Scientific classification
- Kingdom: Animalia
- Phylum: Chordata
- Class: Actinopterygii
- Order: Anguilliformes
- Family: Ophichthidae
- Genus: Ichthyapus
- Species: I. ophioneus
- Binomial name: Ichthyapus ophioneus (Evermann & Marsh, 1900)
- Synonyms: Sphagebranchus ophioneus Evermann & Marsh, 1900; Caecula ophioneus (Evermann & Marsh, 1900); Rhinenchelys ophioneus (Evermann & Marsh, 1900); Sphagebranchus conklini C. H. Eigenmann, 1916;

= Surf eel =

- Authority: (Evermann & Marsh, 1900)
- Conservation status: LC
- Synonyms: Sphagebranchus ophioneus Evermann & Marsh, 1900, Caecula ophioneus (Evermann & Marsh, 1900), Rhinenchelys ophioneus (Evermann & Marsh, 1900), Sphagebranchus conklini C. H. Eigenmann, 1916

Species of fish

The surf eel (Ichthyapus ophioneus), also known as the Finless snake eel in the United States, is an eel in the family Ophichthidae (worm/snake eels).
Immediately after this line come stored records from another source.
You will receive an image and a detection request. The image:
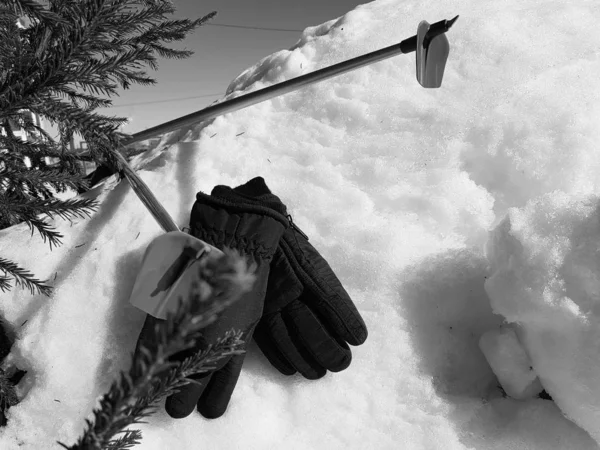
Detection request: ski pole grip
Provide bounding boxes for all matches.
[114,151,180,233]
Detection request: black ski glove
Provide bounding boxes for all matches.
[136,181,289,418]
[232,177,367,380]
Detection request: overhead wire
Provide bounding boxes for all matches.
[204,23,304,33]
[105,23,304,108]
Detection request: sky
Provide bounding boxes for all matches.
[98,0,368,133]
[0,0,600,450]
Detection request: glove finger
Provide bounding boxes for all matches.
[255,314,327,380]
[197,353,246,419]
[279,234,367,345]
[254,319,297,375]
[165,372,214,419]
[282,298,352,372]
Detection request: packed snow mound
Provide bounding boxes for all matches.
[485,191,600,441]
[0,0,600,450]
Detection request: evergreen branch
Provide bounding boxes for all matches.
[10,0,66,23]
[0,257,52,296]
[58,249,254,450]
[49,86,112,111]
[29,198,98,222]
[0,163,88,192]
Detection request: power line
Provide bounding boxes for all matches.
[204,23,304,33]
[110,92,224,108]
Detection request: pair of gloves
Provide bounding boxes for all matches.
[136,177,367,418]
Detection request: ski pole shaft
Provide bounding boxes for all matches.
[124,16,458,145]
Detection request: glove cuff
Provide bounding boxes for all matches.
[190,177,289,259]
[209,177,287,217]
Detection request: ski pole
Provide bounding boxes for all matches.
[124,16,458,145]
[105,16,458,232]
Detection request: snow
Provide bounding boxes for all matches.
[0,0,600,450]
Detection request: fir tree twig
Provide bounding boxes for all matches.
[59,249,254,450]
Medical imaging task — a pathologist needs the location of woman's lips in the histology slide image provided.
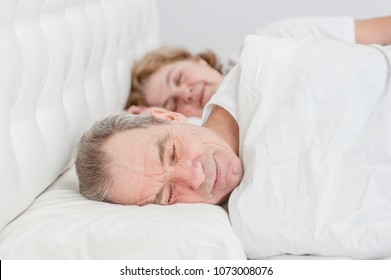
[200,86,205,107]
[213,158,221,189]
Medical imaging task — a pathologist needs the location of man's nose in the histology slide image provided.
[172,161,205,190]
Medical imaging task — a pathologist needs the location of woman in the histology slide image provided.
[126,17,391,117]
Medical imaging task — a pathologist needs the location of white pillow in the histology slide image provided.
[0,166,246,259]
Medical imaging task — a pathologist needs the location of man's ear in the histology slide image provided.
[150,107,187,122]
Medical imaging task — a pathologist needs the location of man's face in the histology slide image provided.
[105,123,243,205]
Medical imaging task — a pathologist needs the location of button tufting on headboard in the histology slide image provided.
[0,0,159,229]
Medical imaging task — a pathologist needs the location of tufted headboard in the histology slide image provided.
[0,0,159,230]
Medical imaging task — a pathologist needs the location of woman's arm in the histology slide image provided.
[355,16,391,45]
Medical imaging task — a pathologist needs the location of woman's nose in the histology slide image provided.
[178,85,194,103]
[171,161,205,190]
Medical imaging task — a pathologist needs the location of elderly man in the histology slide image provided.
[76,105,242,205]
[76,18,391,258]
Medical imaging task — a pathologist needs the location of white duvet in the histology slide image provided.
[227,36,391,259]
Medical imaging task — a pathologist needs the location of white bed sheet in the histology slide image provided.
[225,36,391,259]
[0,166,246,260]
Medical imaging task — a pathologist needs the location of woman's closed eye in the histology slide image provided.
[175,71,183,86]
[163,97,178,112]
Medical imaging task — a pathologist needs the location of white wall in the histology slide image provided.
[157,0,391,62]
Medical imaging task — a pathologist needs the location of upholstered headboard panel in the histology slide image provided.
[0,0,159,229]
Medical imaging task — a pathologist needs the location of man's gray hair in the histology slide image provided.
[75,113,170,202]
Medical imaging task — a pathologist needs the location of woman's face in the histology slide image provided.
[145,57,223,117]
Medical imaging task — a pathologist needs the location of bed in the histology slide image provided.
[0,0,391,260]
[0,0,246,260]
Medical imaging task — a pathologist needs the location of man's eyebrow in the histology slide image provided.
[156,134,170,167]
[153,188,164,205]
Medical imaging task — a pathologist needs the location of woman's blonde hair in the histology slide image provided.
[125,47,222,109]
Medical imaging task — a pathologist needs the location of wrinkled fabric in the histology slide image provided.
[204,35,391,259]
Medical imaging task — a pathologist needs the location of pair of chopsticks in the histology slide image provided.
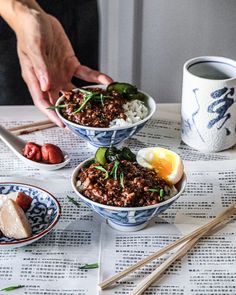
[8,120,57,135]
[99,204,236,295]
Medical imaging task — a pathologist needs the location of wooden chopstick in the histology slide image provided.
[8,120,57,135]
[99,204,236,290]
[129,217,231,295]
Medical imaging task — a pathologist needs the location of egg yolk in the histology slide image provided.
[150,154,176,179]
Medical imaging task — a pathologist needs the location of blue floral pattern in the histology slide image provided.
[64,121,147,147]
[0,183,60,245]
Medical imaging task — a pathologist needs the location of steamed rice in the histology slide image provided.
[109,99,148,127]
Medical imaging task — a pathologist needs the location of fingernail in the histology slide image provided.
[39,76,48,91]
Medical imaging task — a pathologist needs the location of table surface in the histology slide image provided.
[0,104,236,295]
It was described by Barton Warren Evermann and Millard Caleb Marsh in 1900, originally under the genus Sphagebranchus. It is a marine, tropical eel which is known from the western and eastern Atlantic Ocean, including Bermuda, the Bahamas, Florida, USA; Puerto Rico, the Virgin Islands, northern South America, and St. Helena Island. It dwells at a maximum depth of 35 m, most often between 5 and 15 m, and forms burrows in sand bottoms in surf areas, from which its common name is derived. Males can reach a maximum total length of 45 cm.